Jadi, berikut adalah beberapa tips, berikut ini, dengan urgensi inkontinensia fecal, Anda akan dapat mengendalikan masalah ini dengan cara tertentu dalam kondisi yang paling tidak berkontribusi pada respons yang memadai terhadap situasi:

  • meninggalkan rumah, mengunjungi toilet, mencoba, dengan demikian, mengosongkan usus;
  • sekali lagi, ketika pergi, Anda harus menjaga ketersediaan pakaian dan bahan yang dapat diganti, dengan bantuan yang Anda dapat dengan cepat menghilangkan "kerusakan" (serbet, dll.);
  • mencoba menemukan toilet di tempat Anda sebelum Anda membutuhkannya, ini akan mengurangi jumlah ketidaknyamanan yang terkait dengan ini dan dengan cepat menemukan jalan Anda;
  • jika ada saran bahwa kehilangan kontrol usus adalah situasi yang memungkinkan, maka pakaian dalam lebih baik untuk sekali pakai;
  • gunakan pil yang mengurangi intensitas bau gas dan feses, tablet semacam itu tersedia tanpa resep, tetapi lebih baik memercayai nasihat dokter dalam hal ini.
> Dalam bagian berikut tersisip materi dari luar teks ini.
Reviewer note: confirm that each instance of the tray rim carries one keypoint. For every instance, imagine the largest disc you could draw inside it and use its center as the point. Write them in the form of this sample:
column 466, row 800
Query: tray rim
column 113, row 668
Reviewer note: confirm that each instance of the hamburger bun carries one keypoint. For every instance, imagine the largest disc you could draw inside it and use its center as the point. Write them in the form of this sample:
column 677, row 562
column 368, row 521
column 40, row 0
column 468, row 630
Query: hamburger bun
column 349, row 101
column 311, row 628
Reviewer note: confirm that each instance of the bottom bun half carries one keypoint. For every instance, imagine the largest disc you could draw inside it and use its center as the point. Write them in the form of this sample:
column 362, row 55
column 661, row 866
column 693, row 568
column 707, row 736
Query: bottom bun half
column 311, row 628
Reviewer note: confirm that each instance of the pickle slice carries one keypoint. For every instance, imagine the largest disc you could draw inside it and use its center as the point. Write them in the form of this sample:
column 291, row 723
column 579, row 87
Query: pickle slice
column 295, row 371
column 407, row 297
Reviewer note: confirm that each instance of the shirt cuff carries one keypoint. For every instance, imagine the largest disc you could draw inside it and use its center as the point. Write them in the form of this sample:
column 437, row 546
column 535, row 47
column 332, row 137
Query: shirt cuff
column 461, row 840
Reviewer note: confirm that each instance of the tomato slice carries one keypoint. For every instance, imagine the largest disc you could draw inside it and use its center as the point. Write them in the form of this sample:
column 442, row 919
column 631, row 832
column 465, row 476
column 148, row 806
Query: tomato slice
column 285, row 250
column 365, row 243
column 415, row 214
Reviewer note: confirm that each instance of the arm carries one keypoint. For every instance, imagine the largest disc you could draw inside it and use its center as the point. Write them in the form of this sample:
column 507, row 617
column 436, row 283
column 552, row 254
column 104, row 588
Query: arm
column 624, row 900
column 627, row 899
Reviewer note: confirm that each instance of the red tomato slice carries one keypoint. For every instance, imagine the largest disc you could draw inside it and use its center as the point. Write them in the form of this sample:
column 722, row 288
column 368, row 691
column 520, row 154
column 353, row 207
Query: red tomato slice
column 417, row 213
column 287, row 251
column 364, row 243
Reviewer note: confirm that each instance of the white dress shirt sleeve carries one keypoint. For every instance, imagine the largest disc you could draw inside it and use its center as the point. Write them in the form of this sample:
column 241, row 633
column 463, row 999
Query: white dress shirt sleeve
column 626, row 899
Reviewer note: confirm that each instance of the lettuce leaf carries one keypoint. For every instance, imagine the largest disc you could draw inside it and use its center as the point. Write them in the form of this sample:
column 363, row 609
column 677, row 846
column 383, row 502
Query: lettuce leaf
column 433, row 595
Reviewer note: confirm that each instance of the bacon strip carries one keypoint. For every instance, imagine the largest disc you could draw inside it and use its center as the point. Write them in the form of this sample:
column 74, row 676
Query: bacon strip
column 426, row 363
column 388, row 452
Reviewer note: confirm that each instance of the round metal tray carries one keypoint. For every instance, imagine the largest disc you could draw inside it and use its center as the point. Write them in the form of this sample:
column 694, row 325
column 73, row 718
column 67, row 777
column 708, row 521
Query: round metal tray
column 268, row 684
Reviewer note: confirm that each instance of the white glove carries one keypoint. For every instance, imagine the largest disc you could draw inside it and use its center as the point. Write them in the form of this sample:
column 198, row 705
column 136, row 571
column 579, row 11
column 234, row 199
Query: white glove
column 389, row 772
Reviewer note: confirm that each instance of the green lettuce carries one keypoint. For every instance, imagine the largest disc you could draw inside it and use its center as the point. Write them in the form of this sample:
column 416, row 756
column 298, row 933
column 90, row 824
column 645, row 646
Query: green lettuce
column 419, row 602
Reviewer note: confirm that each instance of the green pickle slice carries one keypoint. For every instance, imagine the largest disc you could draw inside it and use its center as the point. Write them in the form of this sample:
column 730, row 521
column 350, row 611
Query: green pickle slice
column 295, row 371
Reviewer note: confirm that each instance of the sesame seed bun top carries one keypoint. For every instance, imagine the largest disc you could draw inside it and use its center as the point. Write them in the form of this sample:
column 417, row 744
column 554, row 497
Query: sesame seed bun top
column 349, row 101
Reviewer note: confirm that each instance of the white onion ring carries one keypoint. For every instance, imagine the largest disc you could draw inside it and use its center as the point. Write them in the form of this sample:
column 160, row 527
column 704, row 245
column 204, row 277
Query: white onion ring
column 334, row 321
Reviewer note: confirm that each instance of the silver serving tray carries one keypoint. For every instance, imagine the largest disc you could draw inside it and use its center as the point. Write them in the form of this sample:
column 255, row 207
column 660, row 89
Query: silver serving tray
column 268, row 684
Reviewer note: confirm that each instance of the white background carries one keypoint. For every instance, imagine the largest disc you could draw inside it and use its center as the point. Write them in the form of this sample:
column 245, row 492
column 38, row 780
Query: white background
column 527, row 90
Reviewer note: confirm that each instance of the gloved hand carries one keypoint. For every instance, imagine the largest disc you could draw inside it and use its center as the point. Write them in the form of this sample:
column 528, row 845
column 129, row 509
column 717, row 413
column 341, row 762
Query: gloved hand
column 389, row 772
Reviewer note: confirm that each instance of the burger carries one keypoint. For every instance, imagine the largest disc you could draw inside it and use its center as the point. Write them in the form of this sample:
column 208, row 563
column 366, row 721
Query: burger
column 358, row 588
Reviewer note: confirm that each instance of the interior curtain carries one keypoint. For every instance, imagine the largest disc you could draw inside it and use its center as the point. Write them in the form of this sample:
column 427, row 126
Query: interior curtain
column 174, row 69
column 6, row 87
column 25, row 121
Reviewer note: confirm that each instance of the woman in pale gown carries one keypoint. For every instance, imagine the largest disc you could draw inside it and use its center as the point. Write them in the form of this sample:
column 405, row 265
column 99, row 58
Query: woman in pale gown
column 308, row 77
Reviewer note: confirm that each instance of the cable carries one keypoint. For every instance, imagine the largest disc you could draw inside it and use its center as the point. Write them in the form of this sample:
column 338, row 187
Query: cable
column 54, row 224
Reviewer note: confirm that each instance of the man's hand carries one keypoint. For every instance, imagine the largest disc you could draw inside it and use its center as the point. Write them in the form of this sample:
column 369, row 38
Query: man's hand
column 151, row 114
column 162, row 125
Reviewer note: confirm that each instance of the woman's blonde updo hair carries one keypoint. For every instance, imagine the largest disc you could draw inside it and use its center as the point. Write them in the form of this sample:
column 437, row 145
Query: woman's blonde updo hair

Dalam kasus inkontinensia fekal, Anda dapat mulai dengan menghubungi dokter Anda (dokter umum atau dokter anak), ia akan merujuk Anda ke spesialis tertentu (proktologis, ahli bedah kolorektal, ahli gastroenterologi atau psikolog) berdasarkan konsultasi.

Jika Anda berpikir bahwa Anda memiliki inkontinensia tinja dan karakteristik gejala penyakit ini, maka dokter dapat membantu Anda: proktologis, gastroenterologis, psikoterapis.

Kami juga menyarankan untuk menggunakan layanan diagnostik penyakit online kami, yang memilih kemungkinan penyakit berdasarkan gejala yang dimasukkan.